In this coordinate system, we have the following picture:. Consider the perfectly elastic collision between two massive point objects moving with individual velocities:. Some of the kinetic energy is converted into sound, heat, and deformation of the objects.
The relationship between kinetic energy and velocity is exponential, which means that as you increase your speed, kinetic energy increases dramatically.
Some large-scale interactions like the slingshot type gravitational interactions between satellites and planets are perfectly elastic. We can find the motion of the center of mass by utilizing the definition that the net momentum is equal to the total mass times the velocity of the center of mass:.
There are two general types of collisions in physics: Collisions in ideal gases approach perfectly elastic collisions, as do scattering interactions of sub-atomic particles which are deflected by the electromagnetic force.
In a low speed collision, the kinetic energy is small enough that the bumper can deform and then bounce back, transferring all the energy directly back into motion. In atomic or nuclear scattering, the collisions are typically elastic because the repulsive Coulomb force keeps the particles out of contact with each other.
In this limit, the change in velocity for ball 1 is 2 times time difference between their original velocities, i. A car's bumper works by using this principle to prevent damage.

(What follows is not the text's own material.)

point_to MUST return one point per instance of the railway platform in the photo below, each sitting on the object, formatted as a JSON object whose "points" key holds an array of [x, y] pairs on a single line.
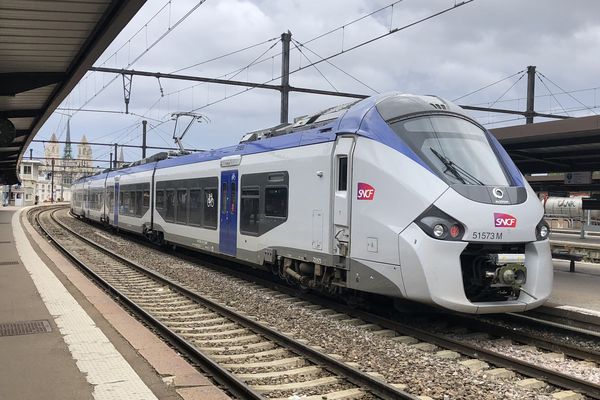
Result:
{"points": [[61, 337]]}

Making their bumpers this way benefits the car companies: However, car bumpers are often made to collapse if the speed is high enough, and not use the benefits of an elastic collision. The problem is much more easily solved in the center of mass coordinate system because the total momentum in that coordinate system is zero. Ball 2 on the other hand, has a change of velocity that tends towards zero, that is, it is unaffected by the much smaller ball bouncing off of it. In the above example, if you calculated the momentum of the cars before the collision and added it together, it would be equal to the momentum after the collision when the two cars are stuck together.
For macroscopic objects which come into contact in a collision, there is always some dissipation and they are never perfectly elastic.
This implies that there is no dissipative force acting during the collision and that all of the kinetic energy of the objects before the collision is still in the form of kinetic energy afterward.
Almost no energy is lost to sound, heat, or deformation. Two rubber balls are a good example. Momentum is conserved, because the total momentum of both objects before and after the collision is the same.
Collisions between hard steel balls as in the swinging balls apparatus are nearly elastic. If two balls are sent in, two come out, and so forth.